Ce qu’il faut éviter
• Utiliser des formulaires de sondages en ligne sans s’être assuré au préalable qu’ils respectaient les règles de protection des données.
• Collecter des données personnelles accessibles publiquement sur internet sans prévoir une information des personnes ni respecter leurs autres droits.
Gérer les accès aux données
Il est essentiel de s’assurer que seuls les utilisateurs autorisés puissent accéder aux données personnelles dont ils ont besoin. Pour cela, une politique d’accès aux données, même simple, doit être mise en œuvre.
Authentifier les utilisateurs
Chaque utilisateur doit être doté d’un identifiant qui lui est propre et doit s’authentifier avant tout accès à des données personnelles. Les mécanismes permettant de réaliser l’authentification des personnes sont catégorisés selon qu’ils font intervenir :
- ce que l’on sait, par exemple un mot de passe ;
- ce que l’on a, par exemple une carte à puce ;
- une caractéristique qui nous est propre, par exemple une empreinte digitale, ou la manière de tracer une signature manuscrite.
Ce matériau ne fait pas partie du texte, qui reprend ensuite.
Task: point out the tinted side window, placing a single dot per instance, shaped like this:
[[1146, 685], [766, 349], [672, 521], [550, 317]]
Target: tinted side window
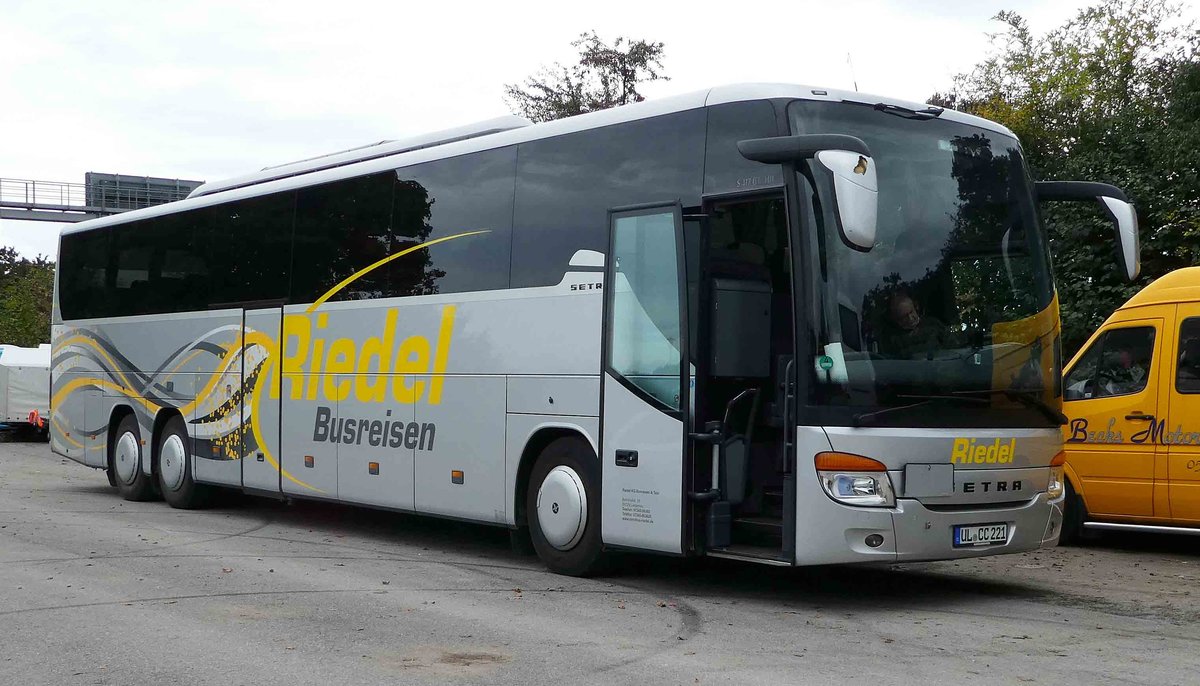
[[1119, 363], [342, 228], [83, 265], [725, 168], [1187, 375], [565, 186], [156, 269], [466, 203], [247, 244]]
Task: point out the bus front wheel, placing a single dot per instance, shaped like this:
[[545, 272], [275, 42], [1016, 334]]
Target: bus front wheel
[[125, 462], [563, 506], [173, 464]]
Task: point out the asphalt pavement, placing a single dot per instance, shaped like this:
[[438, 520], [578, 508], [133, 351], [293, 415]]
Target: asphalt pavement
[[97, 590]]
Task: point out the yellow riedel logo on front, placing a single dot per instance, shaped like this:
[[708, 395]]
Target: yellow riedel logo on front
[[971, 451]]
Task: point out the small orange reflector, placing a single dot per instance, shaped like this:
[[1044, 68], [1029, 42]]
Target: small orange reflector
[[831, 461]]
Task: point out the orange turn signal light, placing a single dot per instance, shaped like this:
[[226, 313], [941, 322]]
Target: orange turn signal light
[[833, 461]]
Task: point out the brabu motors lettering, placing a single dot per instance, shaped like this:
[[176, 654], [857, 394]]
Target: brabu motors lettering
[[970, 451], [330, 369]]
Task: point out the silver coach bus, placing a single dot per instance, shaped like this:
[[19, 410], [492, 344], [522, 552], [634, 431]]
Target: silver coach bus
[[772, 323]]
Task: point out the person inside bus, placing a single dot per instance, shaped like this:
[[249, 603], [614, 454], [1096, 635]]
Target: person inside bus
[[907, 332]]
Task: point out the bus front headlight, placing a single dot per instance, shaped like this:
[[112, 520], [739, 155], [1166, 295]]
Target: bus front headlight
[[1057, 485], [855, 480]]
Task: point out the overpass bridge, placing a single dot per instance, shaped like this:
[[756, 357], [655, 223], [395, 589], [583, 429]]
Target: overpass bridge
[[100, 194]]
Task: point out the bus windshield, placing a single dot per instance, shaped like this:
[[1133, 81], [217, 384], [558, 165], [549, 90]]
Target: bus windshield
[[951, 319]]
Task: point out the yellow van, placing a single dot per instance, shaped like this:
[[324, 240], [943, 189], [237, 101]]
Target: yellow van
[[1133, 398]]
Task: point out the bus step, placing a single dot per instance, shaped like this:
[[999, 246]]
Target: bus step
[[759, 530], [773, 501]]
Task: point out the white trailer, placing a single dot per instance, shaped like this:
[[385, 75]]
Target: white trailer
[[25, 385]]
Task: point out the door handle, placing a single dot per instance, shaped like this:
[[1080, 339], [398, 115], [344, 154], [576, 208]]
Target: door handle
[[627, 458]]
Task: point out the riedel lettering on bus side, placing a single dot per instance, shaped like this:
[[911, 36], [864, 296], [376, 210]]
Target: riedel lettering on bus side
[[331, 369]]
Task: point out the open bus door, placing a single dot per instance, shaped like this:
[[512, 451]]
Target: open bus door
[[645, 409]]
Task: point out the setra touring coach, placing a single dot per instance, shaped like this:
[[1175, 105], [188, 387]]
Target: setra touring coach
[[772, 323]]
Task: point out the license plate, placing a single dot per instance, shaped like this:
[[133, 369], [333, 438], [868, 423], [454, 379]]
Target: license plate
[[981, 535]]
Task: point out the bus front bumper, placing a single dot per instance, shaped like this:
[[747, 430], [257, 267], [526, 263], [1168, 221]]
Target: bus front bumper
[[924, 534], [911, 533]]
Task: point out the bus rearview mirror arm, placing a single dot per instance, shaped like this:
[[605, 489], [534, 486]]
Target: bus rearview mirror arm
[[1116, 205], [855, 182]]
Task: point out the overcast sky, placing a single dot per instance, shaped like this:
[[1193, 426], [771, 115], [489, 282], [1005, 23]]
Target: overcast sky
[[214, 89]]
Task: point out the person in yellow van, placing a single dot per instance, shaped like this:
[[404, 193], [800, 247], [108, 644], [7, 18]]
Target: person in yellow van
[[1133, 398]]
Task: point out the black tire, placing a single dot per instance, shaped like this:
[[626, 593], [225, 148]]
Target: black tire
[[135, 485], [175, 482], [1074, 512], [586, 557]]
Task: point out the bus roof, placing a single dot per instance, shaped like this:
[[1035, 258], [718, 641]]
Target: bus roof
[[1180, 286], [485, 136]]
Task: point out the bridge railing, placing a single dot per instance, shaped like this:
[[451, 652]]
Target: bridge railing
[[16, 192], [102, 197]]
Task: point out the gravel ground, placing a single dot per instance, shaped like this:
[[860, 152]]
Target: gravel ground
[[97, 590]]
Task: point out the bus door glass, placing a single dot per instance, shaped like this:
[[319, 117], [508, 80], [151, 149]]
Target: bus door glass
[[646, 399], [1182, 427], [261, 398]]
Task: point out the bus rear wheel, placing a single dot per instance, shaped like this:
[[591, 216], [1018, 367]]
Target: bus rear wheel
[[563, 507], [125, 462], [173, 464]]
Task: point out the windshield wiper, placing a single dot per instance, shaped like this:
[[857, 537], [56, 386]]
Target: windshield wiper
[[909, 113], [1029, 401], [864, 419]]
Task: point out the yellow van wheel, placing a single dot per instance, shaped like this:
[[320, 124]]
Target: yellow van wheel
[[1073, 516]]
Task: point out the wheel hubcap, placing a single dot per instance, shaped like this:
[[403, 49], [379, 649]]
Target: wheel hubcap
[[562, 507], [126, 457], [171, 462]]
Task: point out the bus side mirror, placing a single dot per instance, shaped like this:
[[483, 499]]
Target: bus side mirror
[[849, 160], [1116, 205]]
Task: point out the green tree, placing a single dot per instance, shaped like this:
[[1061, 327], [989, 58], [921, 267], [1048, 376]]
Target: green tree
[[1111, 95], [27, 289], [606, 76]]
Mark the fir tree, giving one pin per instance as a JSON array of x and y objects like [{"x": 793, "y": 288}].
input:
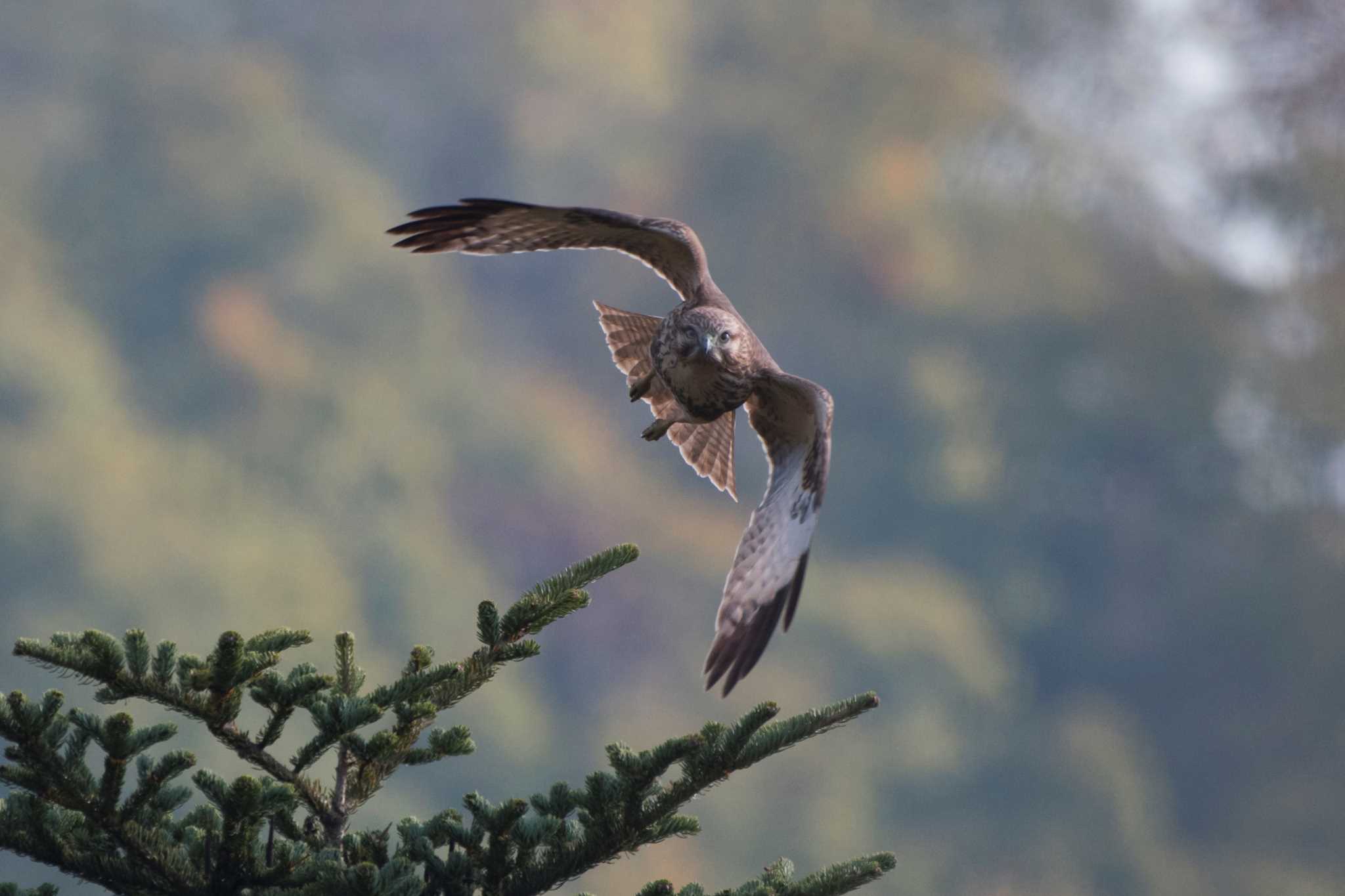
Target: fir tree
[{"x": 286, "y": 832}]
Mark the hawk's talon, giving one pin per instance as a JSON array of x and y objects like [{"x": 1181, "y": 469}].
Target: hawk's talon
[
  {"x": 640, "y": 387},
  {"x": 655, "y": 430}
]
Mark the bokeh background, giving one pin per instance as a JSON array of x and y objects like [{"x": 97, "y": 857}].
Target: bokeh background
[{"x": 1072, "y": 272}]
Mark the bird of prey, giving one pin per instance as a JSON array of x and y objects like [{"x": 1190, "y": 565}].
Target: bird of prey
[{"x": 694, "y": 367}]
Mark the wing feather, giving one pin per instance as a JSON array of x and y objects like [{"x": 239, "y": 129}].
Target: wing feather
[
  {"x": 495, "y": 226},
  {"x": 793, "y": 417}
]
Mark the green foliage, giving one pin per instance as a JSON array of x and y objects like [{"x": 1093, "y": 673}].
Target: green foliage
[{"x": 244, "y": 834}]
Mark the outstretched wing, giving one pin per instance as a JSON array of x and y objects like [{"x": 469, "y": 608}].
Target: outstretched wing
[
  {"x": 707, "y": 446},
  {"x": 793, "y": 417},
  {"x": 495, "y": 226}
]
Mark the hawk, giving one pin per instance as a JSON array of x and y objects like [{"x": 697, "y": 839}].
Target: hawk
[{"x": 694, "y": 367}]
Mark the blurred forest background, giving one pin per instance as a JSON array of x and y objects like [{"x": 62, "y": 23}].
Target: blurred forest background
[{"x": 1072, "y": 270}]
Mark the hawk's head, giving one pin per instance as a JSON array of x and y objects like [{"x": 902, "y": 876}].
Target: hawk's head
[{"x": 712, "y": 336}]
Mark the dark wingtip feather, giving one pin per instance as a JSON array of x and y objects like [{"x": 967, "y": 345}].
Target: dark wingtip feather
[
  {"x": 735, "y": 653},
  {"x": 795, "y": 590}
]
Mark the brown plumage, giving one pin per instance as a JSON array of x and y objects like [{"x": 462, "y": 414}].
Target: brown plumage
[{"x": 694, "y": 367}]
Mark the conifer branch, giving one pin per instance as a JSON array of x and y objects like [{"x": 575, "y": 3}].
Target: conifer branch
[{"x": 244, "y": 834}]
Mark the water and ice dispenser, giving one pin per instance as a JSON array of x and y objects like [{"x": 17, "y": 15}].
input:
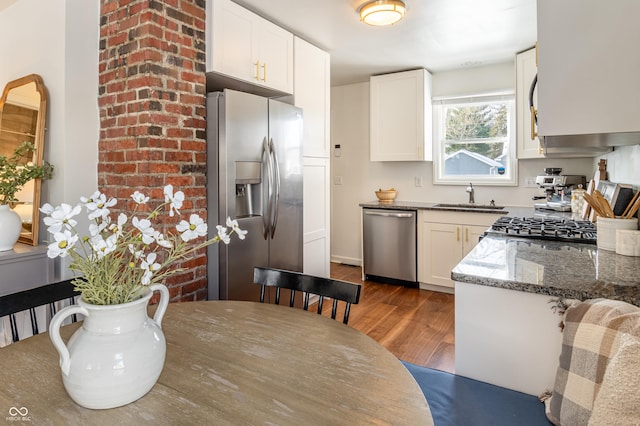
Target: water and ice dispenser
[{"x": 248, "y": 188}]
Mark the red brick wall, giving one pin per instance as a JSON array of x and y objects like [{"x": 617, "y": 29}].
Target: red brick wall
[{"x": 152, "y": 110}]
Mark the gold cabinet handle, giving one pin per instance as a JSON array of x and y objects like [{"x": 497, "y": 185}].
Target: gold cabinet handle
[{"x": 534, "y": 134}]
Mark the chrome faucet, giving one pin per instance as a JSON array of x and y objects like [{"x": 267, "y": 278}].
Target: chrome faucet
[{"x": 471, "y": 191}]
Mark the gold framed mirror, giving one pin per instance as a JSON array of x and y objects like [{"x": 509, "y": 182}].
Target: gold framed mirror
[{"x": 23, "y": 108}]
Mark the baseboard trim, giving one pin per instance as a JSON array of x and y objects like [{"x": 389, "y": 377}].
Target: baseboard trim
[
  {"x": 438, "y": 288},
  {"x": 347, "y": 260}
]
Il est en particulier recommandé de définir un identifiant unique par utilisateur et de ne pas utiliser de comptes partagés entre plusieurs utilisateurs.
Dans le cas d’une authentification basée sur des mots de passe, il est également conseillé de respecter les recommandations de la CNIL, notamment en stockant les mots de passe de façon sécurisée.
Ce qu’il faut éviter
• Communiquer son mot de passe à autrui ;
• Stocker ses mots de passe dans un fichier en clair (non chiffré), sur un papier ou dans un lieu facilement accessible par d’autres personnes ;
• Enregistrer ses mots de passe dans son navigateur sans mot de passe maître ;
• Utiliser des mots de passe ayant un lien avec soi (nom, date de naissance, etc.) ;
• Utiliser le même mot de passe pour des accès différents ;
• Conserver les mots de passe proposés par défaut ;
• S’envoyer par e-mail ses propres mots de passe.
Gérer les habilitations
Définir des profils d’habilitation est une étape essentielle pour limiter les accès aux seules données dont un utilisateur a besoin. En pratique, il s’agit ainsi de circonscrire cet accès des utilisateurs aux seules données strictement nécessaires en fonction des tâches et domaines de responsabilité de chacun : organisation des travaux de recherche (projet interne, collaboratif, etc), durée de la recherche (analyse, publication, etc), etc.
Une attention particulière doit également être apportée à la suppression des permissions d’accès des utilisateurs dès qu’ils ne sont plus habilités à accéder à une ressource informatique ou un équipement (en cas de mobilité professionnelle par exemple), ainsi qu’à la fin de leur contrat. Une revue régulière des habilitations peut permettre d’identifier et de supprimer les comptes non utilisés et de réaligner les droits accordés sur les fonctions de chaque utilisateur.
Ce qu’il faut éviter
• Créer ou utiliser des comptes partagés par plusieurs personnes ;
• Accorder à un utilisateur plus de privilèges que nécessaire ;
• Oublier de supprimer les comptes utilisateurs des personnes ayant quitté l’organisme ou ayant changé de fonction.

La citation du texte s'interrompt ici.